2. To reduce the searching space, we merge computationally-trivial operators, such as
element-wise operators, transpose, and reduction, into their following nodes. The merging infomation will
be given by the StrategiesVector depending on the type of target node and following nodes.
Argument:
leaf_strategies(List[StrategiesVector]): It stores StrategiesVector of every nodes on the graph.
simplify(bool, optional): The generated cost graph will be simplified if it is true. (default to True)
'''
def __init__(self, leaf_strategies, simplify=True):
self.leaf_strategies = leaf_strategies
# stores number of strategies in each node
self.node_lens = {strategies_vector.node: len(strategies_vector) for strategies_vector in self.leaf_strategies}
# extra_node_costs will store the extra costs introduced by merging nodes
self.extra_node_costs = {}
self.simplify = simplify
self._build_cost_graph()
def _build_cost_graph(self):
'''
This method will generate edge_cost for adjacent node pair.
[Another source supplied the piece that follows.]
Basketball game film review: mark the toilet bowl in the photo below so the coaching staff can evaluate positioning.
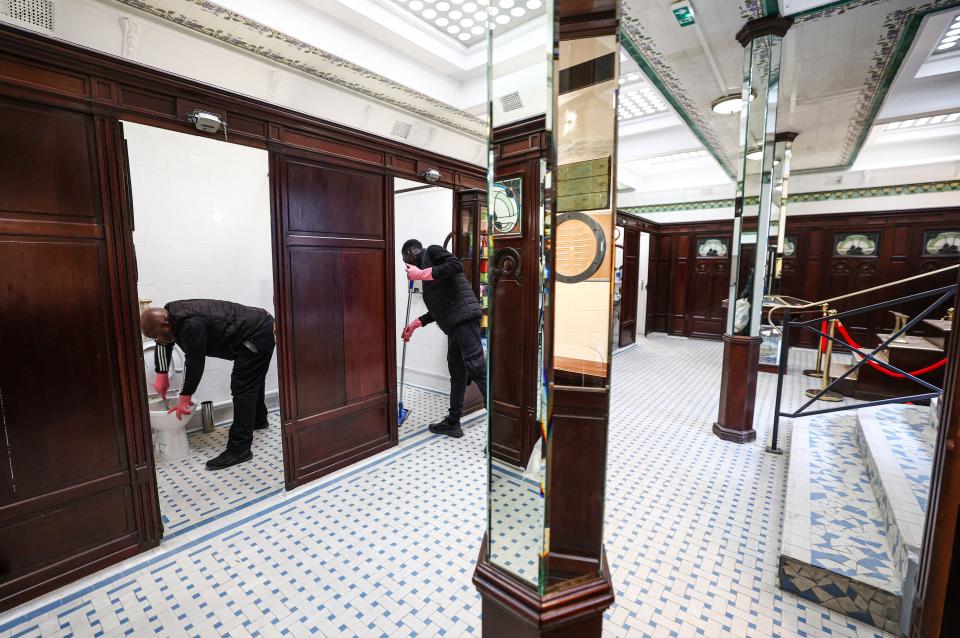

Additionally, 'parents' and 'children' attribute will be
set to node.
'''
self.edge_costs = {}
if self.simplify:
self.merge_pair = []
for strategies_vector in self.leaf_strategies:
# build edge_cost
dst_node = strategies_vector.node
for src_node in strategies_vector.predecessor_nodes:
node_pair = (src_node, dst_node)
# src_index = strategies_vector.predecessor_nodes.index(src_node)
edge_cost = {}
for i in range(len(strategies_vector)):
for j in range(len(src_node.strategies_vector)):
edge_cost[(j, i)] = strategies_vector[i].resharding_costs[src_node][j]
self.edge_costs[node_pair] = edge_cost
# add parents and children attribute to node
setattr(dst_node, 'parents', strategies_vector.predecessor_nodes)
setattr(dst_node, 'children', strategies_vector.successor_nodes)
if self.simplify and strategies_vector.check_merge():
for following_node in strategies_vector.successor_nodes:
self.merge_pair.append((dst_node, following_node))
def get_edge_cost(self, src_node, dst_node):
return self.edge_costs[(src_node, dst_node)]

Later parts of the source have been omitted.